松原みき『POCKET PARK』

Pocket Park

Pocket Park

 松原みきは1979年11月にこのアルバムにも収録されている「真夜中のドア〜Stay with Me」でデビュー。松原みき本人の名前は知らなくとも、名曲「真夜中のドア」は知っているってヒト、結構多いんじゃないかな?ご本人は「真夜中のドア」を含めて大きなヒットにこそ恵まれなかったものの、80年代を通じてコンスタントに良質の作品を発表し続け、俺としては以前に取り上げた金井夕子と同列の、記録に残らずとも記憶に残る歌手の一人、であったりする。
 「真夜中のドア」は当時オリコンではトップ20にも入らなかったにもかかわらず、ラジオスポットで必殺のサビ、Stay with Me〜のところがガンガン流れていたりして、かなりのロングヒットになったような記憶があって、松原本人も結構テレビの歌番組や何かで見た覚えがあるのよね。見た目は少々化粧がケバい感じがしたけれどたしかに美人だし、音楽的には問題なくオシャレだったし、当時流行りのシティ・ポップ系のガール・シンガーがまたひとり登場、という感じで。

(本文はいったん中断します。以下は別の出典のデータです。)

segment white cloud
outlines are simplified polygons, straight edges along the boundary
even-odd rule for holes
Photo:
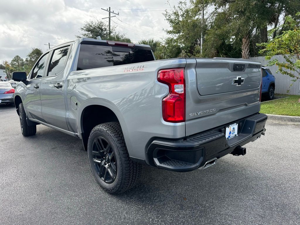
[[[178,1],[170,2],[173,5]],[[17,55],[25,59],[32,48],[45,51],[44,44],[48,42],[57,45],[74,39],[85,21],[108,16],[101,8],[109,6],[120,14],[112,18],[111,25],[133,41],[165,37],[163,29],[169,26],[162,13],[170,7],[166,3],[166,0],[1,1],[0,63],[10,62]]]

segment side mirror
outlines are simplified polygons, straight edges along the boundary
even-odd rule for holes
[[[15,81],[24,81],[27,79],[27,74],[26,72],[13,72],[11,79]]]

ただ、ハスキーな歌声と独特の唸るようなビブラートが好き嫌いの分かれ目、みたいなところもあって、俺的には彼女のボーカル、当時はあまり好きになれなかった。なんだか濃い〜(悪く言えば下品な)感じがして。
 でも、今あらためてこのアルバムを聴き直してみると、なかなか良くできたボーカル・アルバムなのよね。もともとジャズ・ボーカル志向(彼女の母親がジャズシンガー)だったこともあって、当時若干20才の女性(それも新人)としてはあまりに堂々とした歌いっぷり。特にアップ・テンポのブラコン風サウンドが良く似合うようで、「His Woman」「Manhattan Wind」でのソウルフルな歌声は、素晴らしいの一言。セカンド・シングルとなった「愛はエネルギー」もその流れの1曲。フュージョン系のタイトなサウンドと洗練されたバックコーラスが西海岸していて、とっても渋い出来なんだけど、ちょっといくらなんでもこれは渋い路線に走りすぎたのかもしれず、この曲があまりヒットしなかったために、結局は彼女は飛躍の機会を逸してしまうわけで。もったいないよね。

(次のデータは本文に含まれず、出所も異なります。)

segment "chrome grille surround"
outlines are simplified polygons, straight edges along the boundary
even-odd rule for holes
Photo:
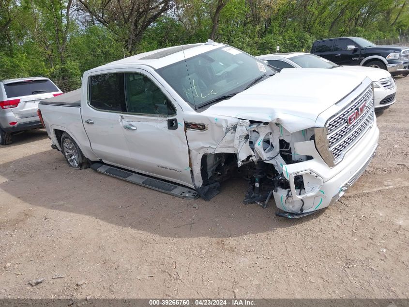
[[[400,54],[400,59],[405,61],[409,59],[409,49],[402,50]]]
[[[349,115],[365,102],[366,104],[361,114],[348,125]],[[366,78],[360,86],[336,104],[336,107],[318,116],[315,128],[316,147],[330,167],[340,162],[345,153],[372,127],[375,119],[374,104],[372,81]],[[337,111],[334,112],[336,109]]]
[[[392,76],[380,79],[379,82],[385,88],[385,90],[391,90],[393,88],[394,88],[396,86],[395,81],[394,81],[394,79]]]

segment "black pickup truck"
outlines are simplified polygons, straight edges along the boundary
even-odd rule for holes
[[[338,65],[382,68],[394,76],[409,74],[409,48],[377,46],[362,37],[337,37],[314,42],[311,53]]]

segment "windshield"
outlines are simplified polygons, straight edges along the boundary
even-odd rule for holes
[[[331,61],[315,54],[302,54],[290,58],[290,60],[303,68],[332,68],[338,66]]]
[[[362,48],[376,46],[372,42],[370,42],[362,37],[354,37],[353,40]]]
[[[267,64],[225,46],[157,70],[185,101],[200,108],[242,92],[258,78],[275,72]],[[260,80],[261,80],[260,78]]]

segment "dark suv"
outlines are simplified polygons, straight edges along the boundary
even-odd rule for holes
[[[408,47],[377,46],[362,37],[338,37],[316,41],[311,53],[338,65],[382,68],[394,76],[409,74]]]

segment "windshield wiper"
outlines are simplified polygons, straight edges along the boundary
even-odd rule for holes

 それにしてもこのアルバム、音は確かに古いかもしれないけど、本当にカッコイイのです。サウンド面で脇を固めるのは林哲司をはじめ、佐藤健芳野藤丸、梅垣達志、惣領泰則といった面々。もう、筋金入りのミュージシャンばっかりね。だからサウンド的にもとても洗練されていて。いまやJ-POP界は「歌姫」「ディーバ」流行りだけれど、30年前のこのヒトのこのアルバムも、並べてみて決して見劣りしないような気がする。機会があったら是非聴いてみてほしい作品なのだ。

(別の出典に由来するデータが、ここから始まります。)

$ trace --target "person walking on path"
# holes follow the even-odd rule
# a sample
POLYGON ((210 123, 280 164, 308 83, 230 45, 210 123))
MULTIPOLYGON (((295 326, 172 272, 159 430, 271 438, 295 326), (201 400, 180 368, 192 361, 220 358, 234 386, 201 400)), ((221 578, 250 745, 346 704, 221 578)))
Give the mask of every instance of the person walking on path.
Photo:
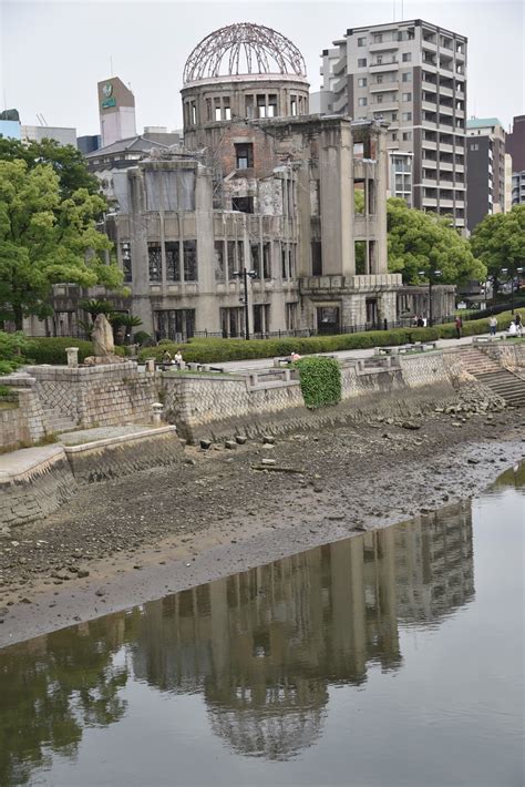
POLYGON ((523 334, 523 323, 522 323, 522 315, 519 311, 516 311, 514 315, 514 323, 516 324, 516 331, 518 336, 522 336, 523 334))

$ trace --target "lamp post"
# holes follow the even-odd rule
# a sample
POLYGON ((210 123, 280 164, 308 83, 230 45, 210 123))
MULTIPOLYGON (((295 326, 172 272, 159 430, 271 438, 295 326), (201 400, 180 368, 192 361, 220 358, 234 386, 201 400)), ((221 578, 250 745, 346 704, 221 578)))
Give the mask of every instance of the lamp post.
POLYGON ((432 285, 434 284, 433 277, 441 276, 442 272, 441 270, 419 270, 420 276, 428 276, 429 277, 429 327, 432 328, 434 324, 433 319, 433 314, 432 314, 432 285))
MULTIPOLYGON (((524 270, 524 268, 522 268, 522 267, 516 268, 516 274, 519 275, 523 273, 523 270, 524 270)), ((508 268, 502 268, 502 274, 507 274, 507 273, 508 273, 508 268)), ((514 313, 514 277, 515 277, 515 274, 512 274, 511 275, 511 311, 513 311, 513 313, 514 313)))
POLYGON ((257 276, 256 270, 234 270, 235 278, 240 278, 243 280, 243 303, 245 306, 245 338, 249 339, 249 305, 248 305, 248 276, 255 278, 257 276))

 その後、化粧品のCMソング「ニートな午後3時」(作曲は小田裕一郎)がスマッシュ・ヒットするものの、[rakuten:book:11703505:image]*同時期にライバル会社のCMソングになったヤノアッコの「春咲小紅」には惨敗で、やっぱり少し運のなかったミキさんだったりして。俺としては83年の「Paradise Beach」(松本隆・細野コンビの作)なんかがとっても好きだったりしたのだけど、これもほとんど売れず、彼女はその後もずっと「シブイ系歌手」としての活動を続けていくことになる。80年代中盤以降は、ジャズのカバーアルバムに挑戦したり、スクエアのメンバーとコラボしたり、シンガーとして独自の路線を追求する一方、ソングライターとしても頭角を顕していったようだが、そのあたりの経緯は俺も全く知らないままで(ごめんなさい)。
 残念なことに、2004年、がんのため44歳の若さで永眠。